Murphy, ranking member of the Senate Foreign Relations subcommittee on the Near East, said Congress should pass a bill with at least $500 million as the crisis worsens overseas.

“Congress must take urgent action to address this problem,” Murphy said in a statement.

The legislation would increase funding to the World Food Program and other international organizations helping the people fleeing violence in Syria, Murphy said. It would also expand funding so that the U.S. could take in more refugees.

Murphy’s call coincided with a White House announcement that President Obama has ordered in increase in the number of refugees the U.S. will take in next fiscal year by 10,000.
The U.S. has maintained a cap of 70,000 for refugees from around the world for the last three years.

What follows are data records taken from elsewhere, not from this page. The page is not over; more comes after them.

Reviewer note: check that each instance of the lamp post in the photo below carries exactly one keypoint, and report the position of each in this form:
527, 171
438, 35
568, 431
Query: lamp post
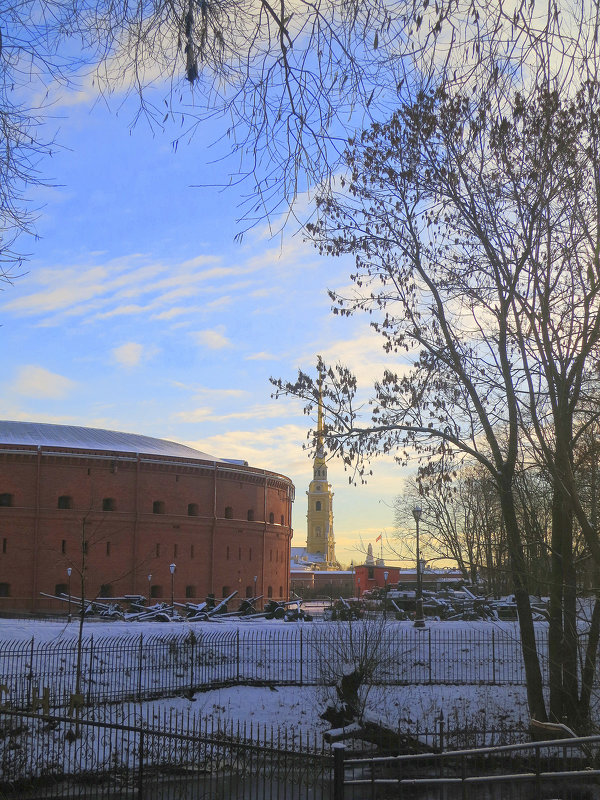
172, 567
419, 621
385, 577
69, 571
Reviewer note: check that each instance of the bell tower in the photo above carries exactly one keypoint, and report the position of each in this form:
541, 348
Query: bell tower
319, 538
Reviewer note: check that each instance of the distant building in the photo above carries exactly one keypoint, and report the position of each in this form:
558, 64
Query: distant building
372, 576
320, 542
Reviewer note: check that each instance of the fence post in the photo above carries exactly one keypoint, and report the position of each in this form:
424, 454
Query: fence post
301, 655
30, 678
338, 770
140, 651
90, 668
192, 653
141, 767
430, 666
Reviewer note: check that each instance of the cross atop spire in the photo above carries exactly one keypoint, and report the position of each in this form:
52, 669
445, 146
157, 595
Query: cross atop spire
319, 466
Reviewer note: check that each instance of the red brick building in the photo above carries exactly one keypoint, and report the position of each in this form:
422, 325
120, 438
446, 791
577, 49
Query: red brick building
118, 509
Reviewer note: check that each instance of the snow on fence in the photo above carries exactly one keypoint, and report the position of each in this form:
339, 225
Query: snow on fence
143, 667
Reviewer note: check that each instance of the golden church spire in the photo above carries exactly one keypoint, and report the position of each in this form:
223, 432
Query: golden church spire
319, 466
319, 539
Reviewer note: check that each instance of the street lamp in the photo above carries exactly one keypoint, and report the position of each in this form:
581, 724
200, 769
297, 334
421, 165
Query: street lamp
419, 621
69, 571
172, 567
385, 577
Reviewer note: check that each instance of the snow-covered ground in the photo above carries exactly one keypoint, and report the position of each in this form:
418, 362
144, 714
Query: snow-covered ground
407, 708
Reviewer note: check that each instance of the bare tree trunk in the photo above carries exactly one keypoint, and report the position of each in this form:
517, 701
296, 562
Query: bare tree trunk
589, 670
533, 674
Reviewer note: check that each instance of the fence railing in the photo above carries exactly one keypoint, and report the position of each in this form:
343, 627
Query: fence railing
173, 757
568, 769
113, 669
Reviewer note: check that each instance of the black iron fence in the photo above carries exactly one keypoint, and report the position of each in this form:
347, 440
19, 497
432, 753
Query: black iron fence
111, 669
568, 769
171, 758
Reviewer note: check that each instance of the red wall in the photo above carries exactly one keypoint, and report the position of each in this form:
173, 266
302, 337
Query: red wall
38, 541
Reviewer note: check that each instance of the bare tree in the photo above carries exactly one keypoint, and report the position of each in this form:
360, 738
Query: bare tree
290, 81
474, 224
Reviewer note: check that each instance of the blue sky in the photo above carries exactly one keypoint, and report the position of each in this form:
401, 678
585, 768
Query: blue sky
139, 312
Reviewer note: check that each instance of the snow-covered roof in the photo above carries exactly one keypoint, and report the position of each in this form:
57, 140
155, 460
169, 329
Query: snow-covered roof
73, 436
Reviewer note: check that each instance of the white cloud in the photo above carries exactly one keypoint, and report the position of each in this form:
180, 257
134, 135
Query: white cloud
208, 414
213, 339
262, 356
35, 381
128, 354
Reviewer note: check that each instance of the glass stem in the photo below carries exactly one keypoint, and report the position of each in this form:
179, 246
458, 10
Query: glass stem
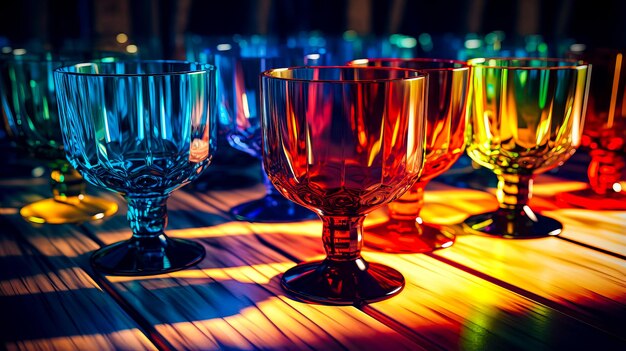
342, 237
65, 181
409, 205
147, 216
605, 170
514, 190
270, 190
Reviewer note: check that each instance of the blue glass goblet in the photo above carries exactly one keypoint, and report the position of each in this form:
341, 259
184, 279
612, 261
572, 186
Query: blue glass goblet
143, 129
240, 99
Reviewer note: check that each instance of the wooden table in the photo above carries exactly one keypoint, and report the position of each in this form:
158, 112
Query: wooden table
566, 292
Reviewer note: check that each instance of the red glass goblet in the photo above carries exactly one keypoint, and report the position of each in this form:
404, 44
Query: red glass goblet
405, 230
343, 141
604, 134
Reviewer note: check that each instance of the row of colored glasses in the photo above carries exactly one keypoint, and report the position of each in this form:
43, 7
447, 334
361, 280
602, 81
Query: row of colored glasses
340, 141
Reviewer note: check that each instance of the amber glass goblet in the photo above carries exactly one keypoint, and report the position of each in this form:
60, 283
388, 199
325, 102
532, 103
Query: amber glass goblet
405, 230
343, 141
29, 102
143, 129
604, 134
526, 117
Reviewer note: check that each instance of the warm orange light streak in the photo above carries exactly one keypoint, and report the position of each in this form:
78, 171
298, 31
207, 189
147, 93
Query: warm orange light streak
8, 211
130, 339
63, 246
280, 323
255, 274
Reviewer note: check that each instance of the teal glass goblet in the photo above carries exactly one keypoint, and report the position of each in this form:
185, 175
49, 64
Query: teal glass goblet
29, 103
143, 129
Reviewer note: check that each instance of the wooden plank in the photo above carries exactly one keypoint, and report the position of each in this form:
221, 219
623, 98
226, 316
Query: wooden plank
447, 308
233, 299
49, 301
579, 280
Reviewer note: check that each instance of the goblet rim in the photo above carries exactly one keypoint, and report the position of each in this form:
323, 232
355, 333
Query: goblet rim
206, 68
268, 74
479, 62
463, 65
60, 57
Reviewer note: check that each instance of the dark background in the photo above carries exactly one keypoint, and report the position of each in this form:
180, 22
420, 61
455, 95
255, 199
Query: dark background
163, 23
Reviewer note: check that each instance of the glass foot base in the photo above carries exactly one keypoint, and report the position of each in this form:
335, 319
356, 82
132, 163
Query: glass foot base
70, 210
587, 198
395, 237
342, 282
147, 256
510, 224
272, 209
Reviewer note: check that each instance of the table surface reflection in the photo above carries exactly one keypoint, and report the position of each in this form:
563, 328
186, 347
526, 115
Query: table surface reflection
481, 293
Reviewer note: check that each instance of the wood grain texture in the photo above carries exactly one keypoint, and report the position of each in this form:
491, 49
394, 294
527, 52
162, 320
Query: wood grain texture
482, 293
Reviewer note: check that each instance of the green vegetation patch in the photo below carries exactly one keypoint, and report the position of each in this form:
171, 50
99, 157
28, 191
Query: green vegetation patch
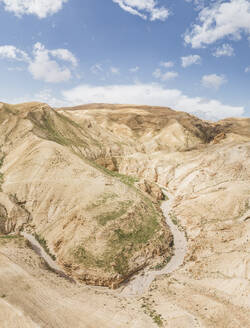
102, 201
122, 243
156, 317
44, 245
104, 218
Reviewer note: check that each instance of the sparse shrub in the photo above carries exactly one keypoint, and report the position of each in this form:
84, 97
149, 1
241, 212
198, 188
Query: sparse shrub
44, 245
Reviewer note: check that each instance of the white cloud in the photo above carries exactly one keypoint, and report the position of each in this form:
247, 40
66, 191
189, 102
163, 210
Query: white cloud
41, 64
144, 9
11, 52
224, 50
167, 64
65, 55
96, 69
43, 68
134, 69
220, 20
40, 8
190, 60
164, 76
150, 94
114, 70
213, 81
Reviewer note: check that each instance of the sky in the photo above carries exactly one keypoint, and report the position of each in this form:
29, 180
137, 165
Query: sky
190, 55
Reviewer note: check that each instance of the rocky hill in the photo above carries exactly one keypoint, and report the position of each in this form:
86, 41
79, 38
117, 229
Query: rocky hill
85, 180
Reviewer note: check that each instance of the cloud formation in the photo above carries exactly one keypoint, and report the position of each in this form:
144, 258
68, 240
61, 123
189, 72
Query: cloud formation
221, 19
146, 9
41, 63
190, 60
150, 94
158, 74
224, 50
167, 64
40, 8
213, 81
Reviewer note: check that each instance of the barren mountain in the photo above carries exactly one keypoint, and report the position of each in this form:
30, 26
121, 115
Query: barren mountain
85, 182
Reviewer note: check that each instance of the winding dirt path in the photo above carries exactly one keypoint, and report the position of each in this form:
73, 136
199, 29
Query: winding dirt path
140, 283
137, 285
41, 252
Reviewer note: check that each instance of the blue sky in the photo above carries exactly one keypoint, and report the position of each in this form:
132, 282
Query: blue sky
191, 55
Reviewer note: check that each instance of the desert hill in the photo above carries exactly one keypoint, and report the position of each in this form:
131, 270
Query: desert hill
86, 181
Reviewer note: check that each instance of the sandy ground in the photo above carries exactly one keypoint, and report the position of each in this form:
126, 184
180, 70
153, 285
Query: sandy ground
140, 283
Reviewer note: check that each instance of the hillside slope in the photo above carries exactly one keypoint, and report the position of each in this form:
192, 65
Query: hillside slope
93, 221
85, 179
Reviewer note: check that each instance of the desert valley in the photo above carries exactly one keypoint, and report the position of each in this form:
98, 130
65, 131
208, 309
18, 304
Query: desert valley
123, 216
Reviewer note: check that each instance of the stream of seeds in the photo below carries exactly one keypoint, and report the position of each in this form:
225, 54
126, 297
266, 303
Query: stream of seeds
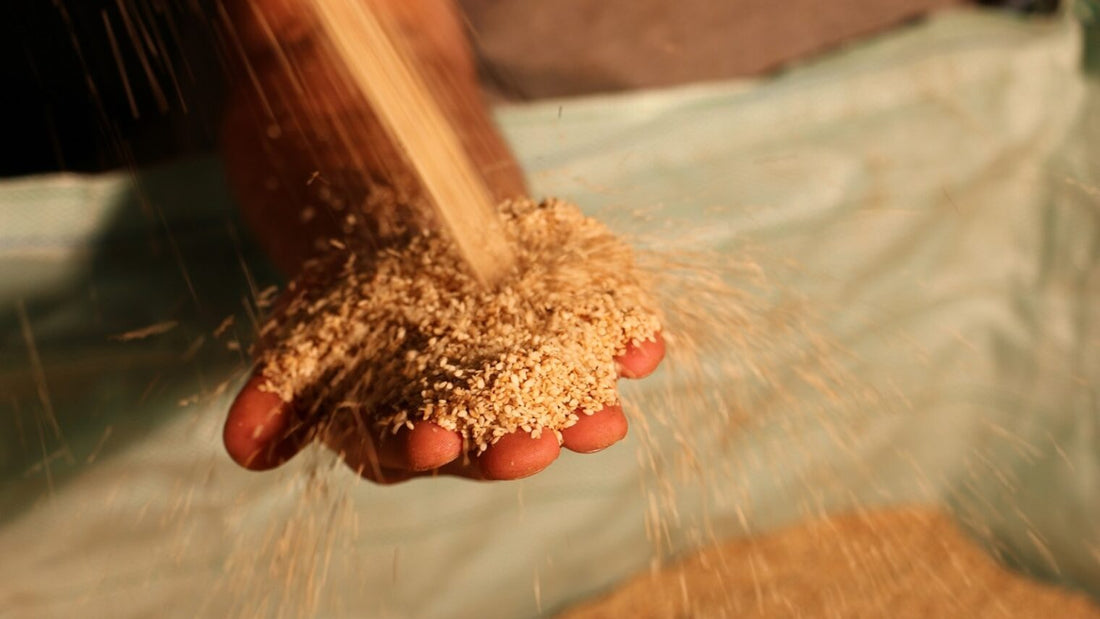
398, 335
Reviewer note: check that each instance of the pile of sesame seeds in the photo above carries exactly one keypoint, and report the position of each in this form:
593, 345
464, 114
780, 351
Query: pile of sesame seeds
402, 334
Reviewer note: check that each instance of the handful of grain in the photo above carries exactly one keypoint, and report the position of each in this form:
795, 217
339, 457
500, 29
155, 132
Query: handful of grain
407, 334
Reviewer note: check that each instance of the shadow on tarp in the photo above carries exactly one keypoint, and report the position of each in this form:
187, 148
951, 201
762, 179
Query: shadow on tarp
124, 340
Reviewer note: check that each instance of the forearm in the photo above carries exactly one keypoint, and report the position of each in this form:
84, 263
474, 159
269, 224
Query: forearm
307, 158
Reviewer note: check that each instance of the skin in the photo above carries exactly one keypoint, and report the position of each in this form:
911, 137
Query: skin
290, 121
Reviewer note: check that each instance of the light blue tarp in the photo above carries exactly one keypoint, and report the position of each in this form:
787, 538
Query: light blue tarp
932, 196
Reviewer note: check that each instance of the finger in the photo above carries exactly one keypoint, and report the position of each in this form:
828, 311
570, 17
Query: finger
428, 446
596, 431
518, 455
640, 360
261, 431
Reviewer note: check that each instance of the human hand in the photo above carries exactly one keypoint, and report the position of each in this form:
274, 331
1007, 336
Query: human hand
263, 432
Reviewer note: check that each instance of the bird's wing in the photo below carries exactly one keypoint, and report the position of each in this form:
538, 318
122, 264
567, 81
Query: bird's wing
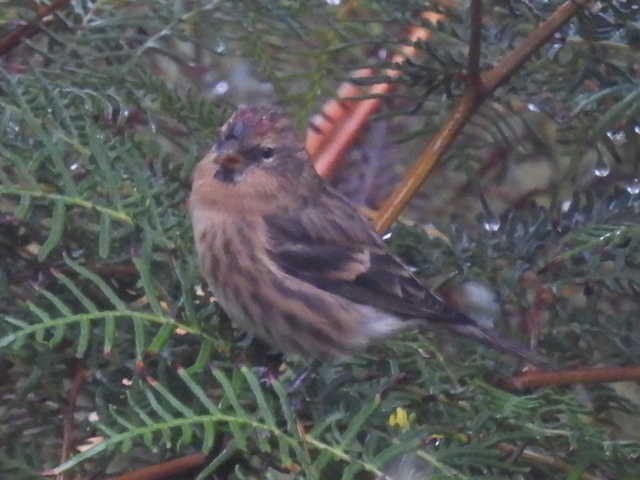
333, 248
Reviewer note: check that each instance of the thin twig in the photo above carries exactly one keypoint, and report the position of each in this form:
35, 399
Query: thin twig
168, 469
67, 432
13, 39
328, 144
468, 104
511, 63
571, 377
536, 458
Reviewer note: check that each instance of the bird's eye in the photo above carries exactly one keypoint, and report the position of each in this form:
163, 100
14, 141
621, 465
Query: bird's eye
267, 153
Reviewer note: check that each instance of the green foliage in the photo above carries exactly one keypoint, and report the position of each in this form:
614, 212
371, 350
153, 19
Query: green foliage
103, 115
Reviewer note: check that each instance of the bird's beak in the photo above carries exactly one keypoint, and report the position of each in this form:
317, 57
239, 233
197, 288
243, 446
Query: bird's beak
226, 147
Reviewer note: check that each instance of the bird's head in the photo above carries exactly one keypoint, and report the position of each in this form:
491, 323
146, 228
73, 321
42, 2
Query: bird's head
256, 159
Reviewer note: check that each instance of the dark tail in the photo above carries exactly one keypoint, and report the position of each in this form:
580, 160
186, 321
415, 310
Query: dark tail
464, 325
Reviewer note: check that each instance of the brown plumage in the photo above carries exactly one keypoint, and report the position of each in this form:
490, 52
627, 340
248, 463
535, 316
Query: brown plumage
292, 261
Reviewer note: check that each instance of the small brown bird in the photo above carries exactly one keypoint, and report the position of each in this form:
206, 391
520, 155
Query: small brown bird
292, 261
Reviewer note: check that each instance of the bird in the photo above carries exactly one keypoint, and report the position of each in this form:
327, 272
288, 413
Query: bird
293, 262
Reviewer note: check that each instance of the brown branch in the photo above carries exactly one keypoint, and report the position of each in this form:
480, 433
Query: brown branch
571, 377
536, 458
167, 469
330, 138
14, 38
434, 150
499, 74
67, 431
470, 101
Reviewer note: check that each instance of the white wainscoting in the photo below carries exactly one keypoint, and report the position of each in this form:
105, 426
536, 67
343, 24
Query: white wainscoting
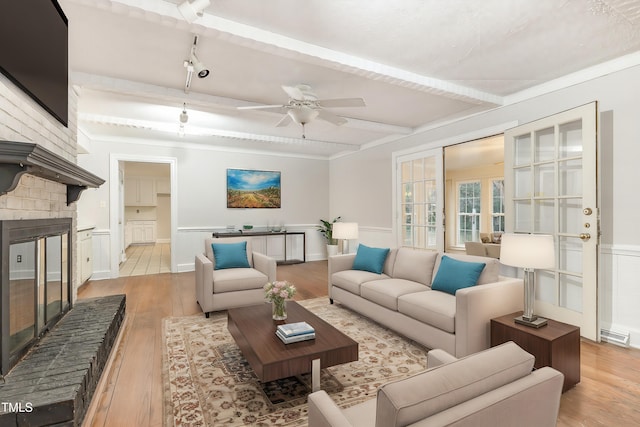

Murphy said he visited the largest Syrian refugee camp last week in Jordan where 80,000 people have found safe haven from the Syrian civil war.

“The horrific scenes unfolding in front of me were seared into my brain. Children as young as six digging trenches in the sand for sewage and feces,” he said. “Young boys and girls kept home from school to do hard labor because the meager wage they earned is the only way their family could afford to eat.”

The U.S. “cannot continue to sit on the sidelines,” Murphy said.

The Democratic senator said Congress has already approved spending the same amount he’s proposing for what he called the "failed" program to train and equip Syrian rebels to fight the Islamic State in Iraq and Syria (ISIS).

“If we are prepared to sink $500-600 million per year into the failed Syria train-and-equip program, which has produced not a single capable fighter inside the civil war, the United States should spend at least as much to fill desperately needed funding gaps for refugee humanitarian aid and resettlement."